Kinnari Patel, PharmD, MBA
The FDA has granted a regenerative medicine advanced therapy (RMAT) designation to RP-L201 as a potential treatment for patients with leukocyte adhesion deficiency-I (LAD-I), according to a statement from Rocket Pharmaceuticals, the company developing the gene therapy.
The RMAT designation is intended for cell and gene therapies that address serious or life-threatening diseases and is based on promising preliminary evidence. For RP-L201, the designation was based on findings from a phase 1/2 study, which was presented at the 2020 ASH Annual Meeting. In the preliminary data, there was a demonstration of efficacy with RP-L201 in 2 patients with severe LAD-I (CD18+ PMN <2%). In the announcement of the RMAT designation, Rocket also noted that the phase 1/2 study had completed enrollment.
“Receiving RMAT designation and completing phase 1/2 patient enrollment are important steps in advancing our RP-L201 LAD-I program as efficiently and responsibly as possible,” Kinnari Patel, PharmD, MBA, president and chief operating officer of Rocket, said in a statement. “We look forward to maximizing the opportunity for enhanced dialogue with the FDA as we work closely with the agency on potential registration, thanks to the RMAT designation."
RP-L201 consists of autologous CD34+ enriched cells transduced ex vivo with a lentiviral vector to add the ITGB2 gene, which encodes the CD18 receptor (beta 2 integrin subunit). Once manufactured and cryopreserved, the transduced autologous cells are infused into the patient at a dose of at least 2 x 106 total CD34+ cells/kg, following myeloablative conditioning with intravenous busulfan.
Overall, 3 patients were treated in the data announced at ASH, however, follow up data of ≥6 months was only available for 2. Doses ranged from 2.8 x 106 to 4.3 x 106 cells/kg. The children's ages were 9 years, 3 years, and 7 months. Across all 3 patients, the infusions were well-tolerated with no signs of treatment-related serious adverse events (AEs) or other severe AEs.
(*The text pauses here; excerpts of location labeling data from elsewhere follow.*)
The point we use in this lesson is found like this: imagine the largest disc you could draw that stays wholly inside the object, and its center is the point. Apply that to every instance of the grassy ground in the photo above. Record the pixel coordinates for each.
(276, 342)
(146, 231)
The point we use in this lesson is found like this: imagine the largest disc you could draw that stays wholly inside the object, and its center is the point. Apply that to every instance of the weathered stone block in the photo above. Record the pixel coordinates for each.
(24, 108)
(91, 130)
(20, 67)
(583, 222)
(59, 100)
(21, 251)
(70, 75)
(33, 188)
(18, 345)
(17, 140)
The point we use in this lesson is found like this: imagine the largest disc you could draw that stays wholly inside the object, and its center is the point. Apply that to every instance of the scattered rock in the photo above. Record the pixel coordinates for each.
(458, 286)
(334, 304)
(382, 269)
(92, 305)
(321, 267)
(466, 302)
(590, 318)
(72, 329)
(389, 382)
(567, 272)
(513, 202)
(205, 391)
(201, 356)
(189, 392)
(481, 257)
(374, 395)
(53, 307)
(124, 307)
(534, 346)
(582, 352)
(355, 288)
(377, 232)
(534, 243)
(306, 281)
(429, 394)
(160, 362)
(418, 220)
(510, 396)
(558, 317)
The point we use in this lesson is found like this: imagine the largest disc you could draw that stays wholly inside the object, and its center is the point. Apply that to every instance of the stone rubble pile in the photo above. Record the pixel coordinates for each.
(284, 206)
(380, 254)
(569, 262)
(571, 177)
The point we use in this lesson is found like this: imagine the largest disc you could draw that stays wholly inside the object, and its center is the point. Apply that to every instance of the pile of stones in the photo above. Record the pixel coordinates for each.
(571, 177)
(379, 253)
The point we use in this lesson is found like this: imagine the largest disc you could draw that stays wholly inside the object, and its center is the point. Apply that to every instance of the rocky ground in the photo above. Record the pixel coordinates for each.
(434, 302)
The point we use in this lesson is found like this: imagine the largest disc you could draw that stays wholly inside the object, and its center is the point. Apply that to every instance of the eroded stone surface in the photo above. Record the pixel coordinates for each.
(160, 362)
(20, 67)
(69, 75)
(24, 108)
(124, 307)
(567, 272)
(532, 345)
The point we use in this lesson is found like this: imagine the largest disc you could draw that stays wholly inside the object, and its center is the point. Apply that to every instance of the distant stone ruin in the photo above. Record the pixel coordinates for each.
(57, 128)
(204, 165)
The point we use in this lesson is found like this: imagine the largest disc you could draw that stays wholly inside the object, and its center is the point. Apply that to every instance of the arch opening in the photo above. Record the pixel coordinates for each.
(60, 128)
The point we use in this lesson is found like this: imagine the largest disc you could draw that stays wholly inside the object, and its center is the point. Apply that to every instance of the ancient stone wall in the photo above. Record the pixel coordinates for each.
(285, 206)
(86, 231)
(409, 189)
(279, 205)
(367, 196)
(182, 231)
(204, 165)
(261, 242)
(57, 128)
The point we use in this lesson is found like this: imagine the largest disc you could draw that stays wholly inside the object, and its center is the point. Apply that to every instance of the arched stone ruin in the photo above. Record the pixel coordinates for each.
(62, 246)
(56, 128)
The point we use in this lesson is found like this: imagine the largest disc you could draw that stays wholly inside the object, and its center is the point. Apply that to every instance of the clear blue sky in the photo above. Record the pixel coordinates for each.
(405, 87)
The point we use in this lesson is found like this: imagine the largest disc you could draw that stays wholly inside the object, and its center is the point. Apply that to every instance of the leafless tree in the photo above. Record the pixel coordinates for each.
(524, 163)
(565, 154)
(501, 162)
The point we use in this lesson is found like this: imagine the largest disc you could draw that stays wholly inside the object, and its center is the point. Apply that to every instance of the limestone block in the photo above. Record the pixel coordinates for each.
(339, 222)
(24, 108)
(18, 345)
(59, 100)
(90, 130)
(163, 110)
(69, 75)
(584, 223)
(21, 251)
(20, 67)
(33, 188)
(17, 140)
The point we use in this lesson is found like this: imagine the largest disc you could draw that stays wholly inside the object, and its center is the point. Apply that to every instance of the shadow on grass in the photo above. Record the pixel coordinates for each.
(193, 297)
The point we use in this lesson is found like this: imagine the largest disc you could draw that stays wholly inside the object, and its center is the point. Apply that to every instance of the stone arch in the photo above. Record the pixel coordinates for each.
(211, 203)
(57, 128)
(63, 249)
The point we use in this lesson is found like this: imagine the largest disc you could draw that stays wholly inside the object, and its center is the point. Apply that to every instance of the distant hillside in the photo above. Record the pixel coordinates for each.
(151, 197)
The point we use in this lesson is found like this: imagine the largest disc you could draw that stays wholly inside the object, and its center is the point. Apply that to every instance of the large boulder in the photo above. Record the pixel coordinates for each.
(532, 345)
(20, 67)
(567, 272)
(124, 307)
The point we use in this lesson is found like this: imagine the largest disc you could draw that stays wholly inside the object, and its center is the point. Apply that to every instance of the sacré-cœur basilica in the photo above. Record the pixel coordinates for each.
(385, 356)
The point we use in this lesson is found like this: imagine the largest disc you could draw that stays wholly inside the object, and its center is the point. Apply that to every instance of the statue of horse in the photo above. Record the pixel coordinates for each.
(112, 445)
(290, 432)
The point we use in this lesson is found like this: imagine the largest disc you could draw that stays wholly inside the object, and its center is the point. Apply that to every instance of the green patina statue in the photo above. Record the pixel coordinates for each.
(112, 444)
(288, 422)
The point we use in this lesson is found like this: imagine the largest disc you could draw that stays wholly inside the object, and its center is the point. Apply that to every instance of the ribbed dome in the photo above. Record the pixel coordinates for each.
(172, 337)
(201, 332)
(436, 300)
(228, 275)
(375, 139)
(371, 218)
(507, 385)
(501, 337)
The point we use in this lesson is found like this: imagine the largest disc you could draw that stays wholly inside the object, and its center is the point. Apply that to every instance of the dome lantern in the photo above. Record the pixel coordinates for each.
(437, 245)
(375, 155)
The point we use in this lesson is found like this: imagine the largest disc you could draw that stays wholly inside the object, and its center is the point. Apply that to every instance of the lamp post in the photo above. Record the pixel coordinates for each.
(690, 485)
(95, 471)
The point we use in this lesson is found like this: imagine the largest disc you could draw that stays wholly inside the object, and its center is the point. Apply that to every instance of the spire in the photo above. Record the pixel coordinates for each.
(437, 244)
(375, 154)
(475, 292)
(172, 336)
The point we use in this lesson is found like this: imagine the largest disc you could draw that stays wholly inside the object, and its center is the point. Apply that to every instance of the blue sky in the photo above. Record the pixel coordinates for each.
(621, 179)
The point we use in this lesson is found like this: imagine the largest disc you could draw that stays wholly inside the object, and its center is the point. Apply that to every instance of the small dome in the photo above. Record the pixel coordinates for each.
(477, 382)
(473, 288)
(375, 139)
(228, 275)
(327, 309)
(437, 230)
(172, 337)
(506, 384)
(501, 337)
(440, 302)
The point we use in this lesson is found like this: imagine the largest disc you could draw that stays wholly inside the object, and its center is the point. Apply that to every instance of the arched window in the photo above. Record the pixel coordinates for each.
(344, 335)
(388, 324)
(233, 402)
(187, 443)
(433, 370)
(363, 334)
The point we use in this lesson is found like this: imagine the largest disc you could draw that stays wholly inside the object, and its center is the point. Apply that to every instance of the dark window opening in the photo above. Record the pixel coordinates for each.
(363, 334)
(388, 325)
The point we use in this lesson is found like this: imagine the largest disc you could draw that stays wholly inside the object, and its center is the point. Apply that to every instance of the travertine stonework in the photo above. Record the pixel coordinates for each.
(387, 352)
In the 9-year-old patient, a vector copy number (VCN) of 1.2 copies per genome was seen 12 months' post-infusion, existing skin lesions had resolved, and durable CD18+ PMN expression of approximately 40% were seen, suggested a marked clinical improvement. In the second evaluable patient, who was 3 years old, the 6-month post-RP-L201 CD18+ PMN was 23%. Moreover, the peripheral blood VCN numbers looked similar to the first patient, although the numbers had not yet leveled off.
The estimated full enrollment for the study was 9 patients, according to ClinicalTrials.gov, and adverse events are the phase 1 primary end point. The phase 2 portion is focused on survival following infusion and AEs (NCT03812263). The company anticipates further updates from the trial in the second half of 2021.
"Importantly, completing phase 1/2 patient enrollment against the backdrop of a global pandemic is a testament to our team, collaborators, and the patients participating in the trial. I am grateful to all of them for their unwavering commitment as we seek to address the life-threatening impact of LAD-I on the lives of many infants, young children, and their families," said Patel. "We look forward to sharing data from our LAD-I trial in the second quarter in addition to the remainder of the pipeline throughout 2021.”